Inclement weather caused an extended breakup period in Alberta, which resulted in the suspension of drilling and completion activities in the second quarter. As a result, the company expects to defer activity into the third quarter, which is expected to result in lower full-year total spending. The company now expects to invest up to $12 million to drill and complete up to 50 gross (30 net) wells in 2014.
Quicksilver leases approximately 528,000 gross (353,000 net) acres in its Horseshoe Canyon Asset in Alberta.
In late July, Quicksilver Resources Canada, the wholly owned Canadian subsidiary of Quicksilver Resources, filed an application with the Canadian National Energy Board to export up to 20 million tons per annum of LNG for a period of 25 years from its Discovery site located near Campbell River, B.C.
The company continues to pursue partners for its integrated Horn River Project, and continues discussions with parties who, as a group, have maintained an interest in the Project as well as new parties who have approached the company regarding a potential transaction.
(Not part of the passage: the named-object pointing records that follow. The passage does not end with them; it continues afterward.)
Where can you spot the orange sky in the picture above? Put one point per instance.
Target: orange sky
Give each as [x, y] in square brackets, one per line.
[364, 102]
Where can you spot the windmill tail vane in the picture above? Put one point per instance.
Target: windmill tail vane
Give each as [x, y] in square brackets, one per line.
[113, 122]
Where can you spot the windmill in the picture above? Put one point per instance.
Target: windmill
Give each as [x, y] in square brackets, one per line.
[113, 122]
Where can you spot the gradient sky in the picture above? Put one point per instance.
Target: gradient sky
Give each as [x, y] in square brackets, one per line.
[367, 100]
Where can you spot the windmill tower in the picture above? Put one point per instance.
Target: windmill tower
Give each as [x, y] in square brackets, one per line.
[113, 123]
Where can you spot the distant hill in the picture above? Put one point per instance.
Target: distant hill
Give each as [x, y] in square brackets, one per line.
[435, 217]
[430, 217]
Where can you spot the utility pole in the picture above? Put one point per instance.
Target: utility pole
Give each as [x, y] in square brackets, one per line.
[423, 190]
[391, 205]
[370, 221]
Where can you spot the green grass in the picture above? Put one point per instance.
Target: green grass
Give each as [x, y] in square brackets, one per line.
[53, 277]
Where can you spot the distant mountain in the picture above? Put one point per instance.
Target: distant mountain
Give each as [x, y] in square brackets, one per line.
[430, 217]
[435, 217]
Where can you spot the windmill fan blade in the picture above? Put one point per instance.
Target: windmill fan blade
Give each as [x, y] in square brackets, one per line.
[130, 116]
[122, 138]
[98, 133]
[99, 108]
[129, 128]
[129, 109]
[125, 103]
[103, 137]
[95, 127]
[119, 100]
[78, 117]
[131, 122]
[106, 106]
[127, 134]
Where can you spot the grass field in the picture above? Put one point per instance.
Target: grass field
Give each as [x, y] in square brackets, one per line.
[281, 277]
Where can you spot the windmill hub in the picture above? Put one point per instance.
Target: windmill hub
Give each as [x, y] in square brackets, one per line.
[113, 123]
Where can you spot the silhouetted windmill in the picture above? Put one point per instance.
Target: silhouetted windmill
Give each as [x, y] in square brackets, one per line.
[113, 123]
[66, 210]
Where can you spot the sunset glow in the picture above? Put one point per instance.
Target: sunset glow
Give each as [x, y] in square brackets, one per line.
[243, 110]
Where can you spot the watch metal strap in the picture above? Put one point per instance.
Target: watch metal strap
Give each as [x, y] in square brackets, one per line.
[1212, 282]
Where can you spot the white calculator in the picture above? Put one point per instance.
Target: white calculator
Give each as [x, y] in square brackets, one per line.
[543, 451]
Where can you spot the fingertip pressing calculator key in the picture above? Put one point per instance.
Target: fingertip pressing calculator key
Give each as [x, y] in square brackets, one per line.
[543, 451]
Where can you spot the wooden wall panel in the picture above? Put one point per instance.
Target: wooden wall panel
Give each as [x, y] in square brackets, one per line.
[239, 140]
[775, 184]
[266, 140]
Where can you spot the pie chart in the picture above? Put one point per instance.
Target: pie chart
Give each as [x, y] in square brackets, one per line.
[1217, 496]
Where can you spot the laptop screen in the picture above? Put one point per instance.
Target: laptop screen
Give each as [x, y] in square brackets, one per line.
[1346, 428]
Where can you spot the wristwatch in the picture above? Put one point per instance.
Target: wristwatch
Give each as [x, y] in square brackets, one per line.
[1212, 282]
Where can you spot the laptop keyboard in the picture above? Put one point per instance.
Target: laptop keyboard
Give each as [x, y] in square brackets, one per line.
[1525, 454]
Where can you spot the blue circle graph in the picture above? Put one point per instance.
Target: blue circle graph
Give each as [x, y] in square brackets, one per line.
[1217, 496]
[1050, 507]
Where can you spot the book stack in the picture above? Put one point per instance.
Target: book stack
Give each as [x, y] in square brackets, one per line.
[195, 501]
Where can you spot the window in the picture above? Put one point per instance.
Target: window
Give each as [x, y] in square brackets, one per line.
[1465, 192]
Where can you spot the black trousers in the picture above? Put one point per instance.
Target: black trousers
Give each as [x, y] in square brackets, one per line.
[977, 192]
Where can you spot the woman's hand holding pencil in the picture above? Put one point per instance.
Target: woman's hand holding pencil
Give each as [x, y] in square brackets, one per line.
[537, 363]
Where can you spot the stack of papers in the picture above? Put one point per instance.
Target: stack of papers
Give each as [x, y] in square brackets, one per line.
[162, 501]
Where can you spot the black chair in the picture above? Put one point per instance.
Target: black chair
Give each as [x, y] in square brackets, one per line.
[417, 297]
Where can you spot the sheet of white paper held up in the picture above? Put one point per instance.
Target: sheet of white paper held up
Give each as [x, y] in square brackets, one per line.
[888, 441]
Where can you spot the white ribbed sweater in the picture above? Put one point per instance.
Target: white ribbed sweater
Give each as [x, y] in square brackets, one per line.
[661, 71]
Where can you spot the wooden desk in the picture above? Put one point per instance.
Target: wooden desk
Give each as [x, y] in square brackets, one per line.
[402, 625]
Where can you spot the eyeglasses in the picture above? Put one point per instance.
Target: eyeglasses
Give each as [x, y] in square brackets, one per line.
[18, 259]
The company anticipates minimal capital spending in the Horn River until it completes this process.
Quicksilver leases approximately 140,000 gross (130,000 net) acres in the Horn River Basin in British Columbia, which is believed to hold 14 Tcf of natural gas resource potential.
The company will host a conference call at 10:00 a.m. Central time today to discuss preliminary second-quarter financial results.
This news release and the accompanying schedule include the non-generally accepted accounting principles (“non-GAAP”) financial measure of adjusted net income. Adjusted net income is presented for all periods presented in the press release to exclude the effect on net income of certain revenue, expense, gain and loss associated with items not typically included in published estimates, in order to enhance the user’s overall understanding of current financial performance. As part of the press release, the company has provided a reconciliation of adjusted net income to net income, which is the most comparable financial measure determined in accordance with accounting principles generally accepted in the United States of America (“GAAP”). Management believes this non-GAAP measure provides useful information to both management and investors by excluding certain revenues and expenses that may not be indicative of our core operating results, and will enhance the ability of management and investors to compare our results of operations from period to period.